El texto que pone punto final a Losperros ladran es un Autorretrato en el que el escritor pasa revista a sus anhelos y obsesiones. En un momento de la entrevista que se hace a sí mismo, Truman Capote toca el espinoso tema de Plegarias atendidas, ambicioso proyecto en el que llevaba quince años trabajando y que su autor creía destinado a ser su obra maestra. Plegarias atendidas respondía a la idea de ofrecer un retrato à la Proust de la aristocracia neoyorquina, en cuyos círculos Capote se desenvolvía con total naturalidad. Jamás se sabrá la verdad sobre aquel texto, aunque lo más probable es que el libro sólo existiera en su imaginación. Hasta poco antes de morir, Capote siguió dando detalles sobre la estructura y el progreso de la obra. Lo cierto es que tan sólo vieron la luz cuatro fragmentos que llaman más la atención por el odio soterrado que los anima que por su valor literario. Al verse retratadas de tal manera, sus amistades de la jet set le cerraron sus puertas para siempre.

Fue un gesto de autodestrucción con el que parecía que buscaba precipitar su final. Consciente del declive de sus poderes creativos, su dependencia de la cocaína, los tranquilizantes y el alcohol había alcanzado proporciones delirantes. En realidad, después de Los perros ladran su talento sólo volvería a fulgurar en Música para camaleones (1980), libro que contiene algunas de las páginas más sobrecogedoras de toda su carrera, como Mojave, Ataúdes tallados a mano o el retrato de Marilyn Monroe, además de un prólogo extraordinariamente lúcido.

Rodeado de sus demonios, víctima de paranoias y alucinaciones, su histrionismo se agudizó. Sus fieles tuvieron que retirarlo del escenario un día que se presentó a dar una conferencia en estado de ebriedad. Cientos de miles de personas vieron en un programa de televisión en directo a uno de los escritores más admirados de su tiempo convertido en un bufón patético. El espectáculo, más que provocar la burla, encerraba una dimensión trágica.

Se prodigó en entrevistas en las que discutía abiertamente sus sentimientos más íntimos: «Algo en mi vida me ha hecho un daño irreparable, y ese algo es irrevocable». En su delirio, atribuía sus males al lejano rechazo de Lillie Mae: «En este mismo momento puedo ver aquellas habitaciones de San Luis y Nueva Orleans. Fue entonces cuando empezaron mi claustrofobia y mi sentimiento de abandono. Mi madre me encerró con llave, y jamás he logrado salir».

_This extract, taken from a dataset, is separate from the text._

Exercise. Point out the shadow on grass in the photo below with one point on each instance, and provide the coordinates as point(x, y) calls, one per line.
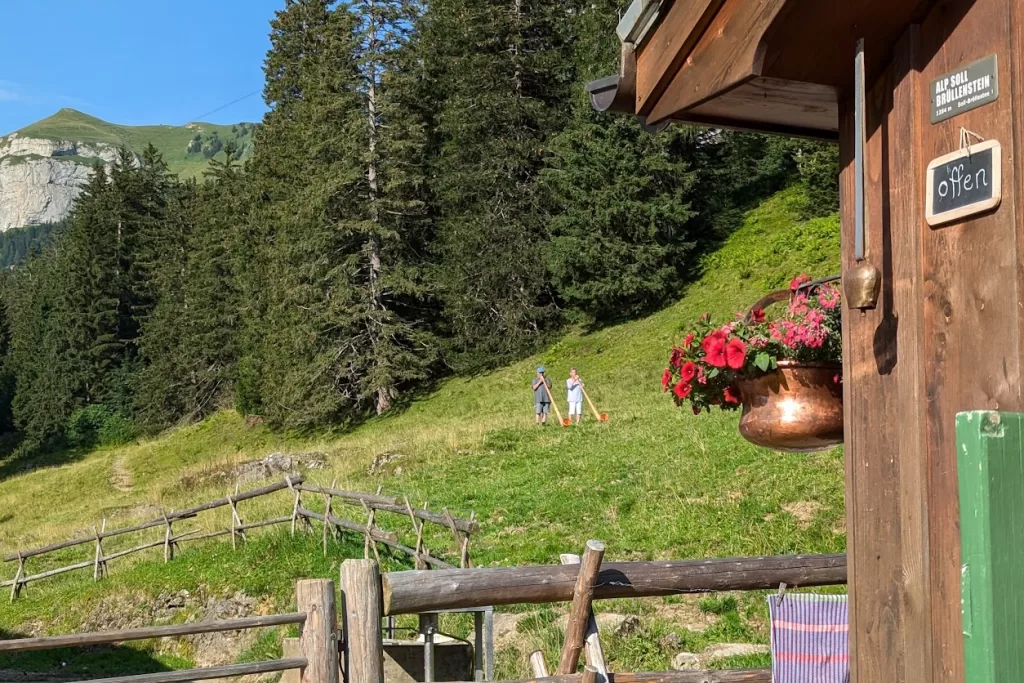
point(76, 664)
point(18, 456)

Murió en Los Ángeles, en 1984, de un fracaso hepático provocado por una sobredosis de múltiples sustancias estupefacientes. Nunca había tenido miedo de la muerte, pero le intrigaba saber qué imagen se adueñaría de él en el momento inmediatamente anterior a su desaparición definitiva. Al final de Autorretrato se hace a sí mismo esta pregunta, y supone que podría ser ésta: «De repente, todo empieza a dar vueltas, y regreso hacia el pasado; mi amiga Miss Faulk está tejiendo una colcha de retales, con dibujos de rosas y uvas. Después me arropa, cubriéndome la barbilla con la colcha. Hay una lámpara de queroseno en la mesilla. Me desea feliz cumpleaños y apaga la luz. Y al llegar la medianoche, cuando suena la campana de la iglesia, tengo ocho años».